My video poetry engages with diasporic identities, emotions and memories. I express experiences of isolation, displacement and belonging alongside the constant negotiation between alienation and affinity. The geographical and mental spaces I recreate in my art bring to life the complexity of what it means to be a migrant. Within these sites, I often bring out gender and sexuality beyond a singular coherent subject.
My artistic practice is inspired by Asian spiritual approaches and philosophies of reincarnation and inter-connectedness. In my video poetry, I adopt elements of the Punjabi storytelling device Jugni – a fable creature (firefly) that lands in different places and observes in order to learn something new. Through variations of this folk technique, I decentre the human being as the omnipotent subject or object of the story. My art often features aspects of everyday life – clothes hanging, sitting and waiting, getting dressed, sleeping, travelling on transit, watching through windows, and interacting with nature’s companions. I juxtapose these traces and observations within a multiplicity of places and positions: city, villages, homes, staircases, streets, rooftops, institutions. By using poetic arrangement, spiritual iterations, and nuanced repetitions, I unleash the extraordinary hopes and relationships underneath these ordinary events.

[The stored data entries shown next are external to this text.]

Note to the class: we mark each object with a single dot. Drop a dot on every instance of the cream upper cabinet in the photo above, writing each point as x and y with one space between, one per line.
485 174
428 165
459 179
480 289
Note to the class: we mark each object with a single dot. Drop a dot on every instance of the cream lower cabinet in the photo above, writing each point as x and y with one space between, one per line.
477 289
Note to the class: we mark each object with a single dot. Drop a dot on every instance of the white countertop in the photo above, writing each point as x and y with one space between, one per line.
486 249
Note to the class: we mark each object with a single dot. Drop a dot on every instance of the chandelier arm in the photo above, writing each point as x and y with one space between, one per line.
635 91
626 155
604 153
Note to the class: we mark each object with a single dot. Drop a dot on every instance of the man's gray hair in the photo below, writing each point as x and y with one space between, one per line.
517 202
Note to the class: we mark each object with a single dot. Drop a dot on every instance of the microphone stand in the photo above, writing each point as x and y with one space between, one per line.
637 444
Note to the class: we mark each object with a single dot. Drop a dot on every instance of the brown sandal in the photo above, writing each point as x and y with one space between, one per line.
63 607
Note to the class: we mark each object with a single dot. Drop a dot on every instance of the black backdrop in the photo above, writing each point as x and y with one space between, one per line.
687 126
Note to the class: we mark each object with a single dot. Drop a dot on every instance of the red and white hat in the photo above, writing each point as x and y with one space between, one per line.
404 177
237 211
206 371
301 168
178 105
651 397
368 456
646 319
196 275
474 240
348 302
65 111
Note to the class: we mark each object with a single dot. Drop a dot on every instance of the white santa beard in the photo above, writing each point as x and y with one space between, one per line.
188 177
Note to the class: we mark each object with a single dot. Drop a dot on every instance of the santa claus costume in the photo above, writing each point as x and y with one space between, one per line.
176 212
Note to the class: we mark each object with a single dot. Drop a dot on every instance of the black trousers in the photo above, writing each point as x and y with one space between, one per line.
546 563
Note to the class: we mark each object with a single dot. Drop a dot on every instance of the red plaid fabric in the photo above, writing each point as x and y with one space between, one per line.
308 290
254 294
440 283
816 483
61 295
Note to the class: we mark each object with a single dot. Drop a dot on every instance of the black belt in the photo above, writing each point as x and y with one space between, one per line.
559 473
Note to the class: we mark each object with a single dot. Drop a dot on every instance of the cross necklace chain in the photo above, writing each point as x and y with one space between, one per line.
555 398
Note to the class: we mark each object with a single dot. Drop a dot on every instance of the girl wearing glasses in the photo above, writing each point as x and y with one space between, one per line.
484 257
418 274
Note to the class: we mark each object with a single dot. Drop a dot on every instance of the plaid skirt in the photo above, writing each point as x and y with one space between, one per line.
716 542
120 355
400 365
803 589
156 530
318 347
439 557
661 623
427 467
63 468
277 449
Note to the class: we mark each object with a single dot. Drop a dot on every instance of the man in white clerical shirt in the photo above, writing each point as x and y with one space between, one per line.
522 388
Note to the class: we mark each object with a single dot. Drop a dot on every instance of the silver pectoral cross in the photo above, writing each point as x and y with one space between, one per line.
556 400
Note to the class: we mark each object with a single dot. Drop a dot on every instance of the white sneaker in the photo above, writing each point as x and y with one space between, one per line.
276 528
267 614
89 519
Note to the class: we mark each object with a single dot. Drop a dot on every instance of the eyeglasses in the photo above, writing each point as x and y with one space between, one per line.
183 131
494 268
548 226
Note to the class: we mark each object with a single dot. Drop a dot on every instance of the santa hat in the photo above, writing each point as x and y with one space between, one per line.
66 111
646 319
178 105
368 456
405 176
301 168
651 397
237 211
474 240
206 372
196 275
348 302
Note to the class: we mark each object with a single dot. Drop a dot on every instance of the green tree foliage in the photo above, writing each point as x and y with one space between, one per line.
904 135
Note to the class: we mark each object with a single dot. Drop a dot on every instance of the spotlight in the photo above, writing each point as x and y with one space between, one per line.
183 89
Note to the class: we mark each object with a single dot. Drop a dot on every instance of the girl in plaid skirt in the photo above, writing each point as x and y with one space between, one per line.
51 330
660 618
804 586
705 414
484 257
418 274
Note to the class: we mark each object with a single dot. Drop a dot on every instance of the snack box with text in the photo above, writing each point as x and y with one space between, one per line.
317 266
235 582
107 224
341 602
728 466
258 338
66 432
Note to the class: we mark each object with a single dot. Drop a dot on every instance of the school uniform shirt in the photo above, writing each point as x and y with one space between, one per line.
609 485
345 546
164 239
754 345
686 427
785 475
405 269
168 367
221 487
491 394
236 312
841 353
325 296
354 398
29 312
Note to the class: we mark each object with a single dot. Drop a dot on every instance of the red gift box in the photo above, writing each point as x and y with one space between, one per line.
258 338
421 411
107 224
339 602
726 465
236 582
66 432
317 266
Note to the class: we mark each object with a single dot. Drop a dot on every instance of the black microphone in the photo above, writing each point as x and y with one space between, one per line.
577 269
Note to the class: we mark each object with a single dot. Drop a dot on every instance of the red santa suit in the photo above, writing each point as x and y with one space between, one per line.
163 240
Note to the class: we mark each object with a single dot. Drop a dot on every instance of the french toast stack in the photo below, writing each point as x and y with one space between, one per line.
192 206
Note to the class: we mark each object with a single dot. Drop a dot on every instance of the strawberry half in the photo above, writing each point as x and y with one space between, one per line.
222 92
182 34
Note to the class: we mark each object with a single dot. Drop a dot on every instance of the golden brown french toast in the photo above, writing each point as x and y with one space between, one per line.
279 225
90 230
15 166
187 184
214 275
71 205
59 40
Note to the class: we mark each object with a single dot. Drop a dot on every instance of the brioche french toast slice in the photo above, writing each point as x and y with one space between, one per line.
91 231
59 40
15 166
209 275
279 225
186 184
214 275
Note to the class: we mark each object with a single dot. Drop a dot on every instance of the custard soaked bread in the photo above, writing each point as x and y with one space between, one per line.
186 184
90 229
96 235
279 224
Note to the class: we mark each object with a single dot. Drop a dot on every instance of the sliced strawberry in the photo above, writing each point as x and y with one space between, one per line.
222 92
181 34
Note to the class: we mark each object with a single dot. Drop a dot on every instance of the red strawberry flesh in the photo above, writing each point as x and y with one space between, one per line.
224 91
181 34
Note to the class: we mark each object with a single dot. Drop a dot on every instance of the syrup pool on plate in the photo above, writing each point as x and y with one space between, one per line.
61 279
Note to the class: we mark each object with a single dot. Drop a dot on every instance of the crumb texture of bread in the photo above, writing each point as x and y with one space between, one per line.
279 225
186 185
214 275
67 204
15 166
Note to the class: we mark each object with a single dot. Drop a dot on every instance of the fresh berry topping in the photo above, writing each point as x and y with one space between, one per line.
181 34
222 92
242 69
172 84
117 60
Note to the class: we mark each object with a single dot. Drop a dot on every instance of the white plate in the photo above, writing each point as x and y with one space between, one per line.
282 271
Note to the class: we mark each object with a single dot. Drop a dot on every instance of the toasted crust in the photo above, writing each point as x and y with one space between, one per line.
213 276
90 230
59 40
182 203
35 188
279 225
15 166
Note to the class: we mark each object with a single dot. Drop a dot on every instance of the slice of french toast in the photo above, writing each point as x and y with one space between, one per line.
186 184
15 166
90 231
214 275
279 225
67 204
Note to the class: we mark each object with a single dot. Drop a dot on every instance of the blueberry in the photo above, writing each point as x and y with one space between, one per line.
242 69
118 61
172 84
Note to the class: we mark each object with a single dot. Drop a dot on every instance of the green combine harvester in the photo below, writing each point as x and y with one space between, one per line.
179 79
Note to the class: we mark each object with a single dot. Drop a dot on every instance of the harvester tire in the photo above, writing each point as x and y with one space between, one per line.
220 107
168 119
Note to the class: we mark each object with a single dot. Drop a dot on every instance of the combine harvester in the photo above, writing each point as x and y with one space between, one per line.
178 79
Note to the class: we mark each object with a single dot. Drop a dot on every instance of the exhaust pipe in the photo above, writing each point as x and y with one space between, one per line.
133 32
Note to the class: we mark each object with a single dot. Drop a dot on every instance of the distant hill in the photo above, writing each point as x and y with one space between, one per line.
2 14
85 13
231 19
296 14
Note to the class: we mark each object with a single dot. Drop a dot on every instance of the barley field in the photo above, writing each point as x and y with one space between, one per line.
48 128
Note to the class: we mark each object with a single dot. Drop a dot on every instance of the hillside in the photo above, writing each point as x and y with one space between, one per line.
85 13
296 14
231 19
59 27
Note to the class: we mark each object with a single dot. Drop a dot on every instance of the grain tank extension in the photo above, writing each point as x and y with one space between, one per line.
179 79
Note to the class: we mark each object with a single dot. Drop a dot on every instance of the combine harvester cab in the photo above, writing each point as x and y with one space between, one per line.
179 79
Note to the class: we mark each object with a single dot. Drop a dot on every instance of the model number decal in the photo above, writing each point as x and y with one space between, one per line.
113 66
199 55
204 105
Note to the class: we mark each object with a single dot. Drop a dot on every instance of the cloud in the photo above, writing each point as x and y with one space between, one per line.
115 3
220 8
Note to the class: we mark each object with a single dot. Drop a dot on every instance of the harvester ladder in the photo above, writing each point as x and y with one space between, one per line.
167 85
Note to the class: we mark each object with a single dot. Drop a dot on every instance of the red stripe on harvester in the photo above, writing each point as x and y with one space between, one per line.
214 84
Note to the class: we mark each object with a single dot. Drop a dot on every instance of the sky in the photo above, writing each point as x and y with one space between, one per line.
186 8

Through my devotional approach to artwork, I invite the possibility of communicating stories and sentiments outside of the human actions and verbalizations that are usually considered meaningful. My video poetry is often silent in words – in meditation with nature, water, birds, hidden creatures. Recurring memories leap time and space. The cyclical, fragmented and poetic narrative I use disrupts linear progression and human-centric completeness. Instead, I interweave life-death, nature-city, animal-human and reality-fantasy. I do this to open up potential for identity and community beyond confined practices of the self as bounded, coherent and autonomous. Jugni helps me to give political, social, spiritual commentaries on the places travelled.